There are two methods of revascularization: endovascular intervention and surgical treatment, each with its own advantages and disadvantages, which can be reasonably selected according to the Trans-Atlantic Peripheral Artery Consensus (TASC II) staging. Since TASC II staging has an impact on the long-term patency rate of pure percutaneous transluminal angioplasty (PTA)/stenting, the long-term patency rate of type A/B is better than that of type C/D. Therefore, surgical treatment should still be considered for some complex lesions of type C/D. Recently, it has been recommended to relax the indications, and most lesions of type C/D can be considered for percutaneous intervention first.

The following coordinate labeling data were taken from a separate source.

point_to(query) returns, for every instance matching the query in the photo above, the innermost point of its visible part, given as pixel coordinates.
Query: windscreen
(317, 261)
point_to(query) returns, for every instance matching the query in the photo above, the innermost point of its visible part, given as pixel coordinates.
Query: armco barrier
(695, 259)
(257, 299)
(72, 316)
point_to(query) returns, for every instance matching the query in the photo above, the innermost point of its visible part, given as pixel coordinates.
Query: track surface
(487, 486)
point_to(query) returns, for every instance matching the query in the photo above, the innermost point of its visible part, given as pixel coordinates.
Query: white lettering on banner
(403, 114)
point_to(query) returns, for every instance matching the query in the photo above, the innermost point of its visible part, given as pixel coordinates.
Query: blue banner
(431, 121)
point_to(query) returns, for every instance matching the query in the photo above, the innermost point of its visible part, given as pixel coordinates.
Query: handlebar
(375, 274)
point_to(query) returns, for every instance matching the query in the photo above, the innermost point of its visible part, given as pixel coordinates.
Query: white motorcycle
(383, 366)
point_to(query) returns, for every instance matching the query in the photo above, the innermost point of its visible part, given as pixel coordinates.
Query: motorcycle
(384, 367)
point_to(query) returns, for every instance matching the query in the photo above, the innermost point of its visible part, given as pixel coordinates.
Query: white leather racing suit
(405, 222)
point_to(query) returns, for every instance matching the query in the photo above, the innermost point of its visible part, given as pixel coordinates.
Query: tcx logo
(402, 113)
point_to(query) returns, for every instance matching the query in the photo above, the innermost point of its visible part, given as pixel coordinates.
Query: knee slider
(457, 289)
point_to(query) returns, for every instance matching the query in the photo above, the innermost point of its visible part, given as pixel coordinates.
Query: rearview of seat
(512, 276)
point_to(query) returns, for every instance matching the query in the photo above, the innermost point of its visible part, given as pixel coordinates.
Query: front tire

The TASC II staging criteria are for clinicians’ reference only, and patient-specific conditions and operator experience should be fully considered when selecting treatment modalities. Perioperative medication is essential, and all patients with PAD undergoing revascularization should receive anticoagulation and/or antiplatelet therapy, with careful monitoring of bleeding risk.
V. Other treatment methods
In recent years, new treatments such as stem cell therapy and gene therapy have been introduced, but their efficacy is still controversial and large randomized controlled studies are needed to confirm their efficacy.
VI. Outlook
Clinicians are now beginning to focus on the increasing incidence of arterial disease outside of the coronary arteries and its disabling effects, as well as on PAD and its associated management measures. Available treatment options are also expanding. A number of novel agents currently under development may be effective in the treatment of intermittent claudication. Percutaneous interventional approaches will become more effective and safe in the future and will play an important role in the treatment of PAD. The possibility of introducing vascular regeneration factors to induce vascular regeneration in patients whose limbs have previously had to be amputated because of the failure to survive using traditional revascularization methods offers new hope for saving the affected limb.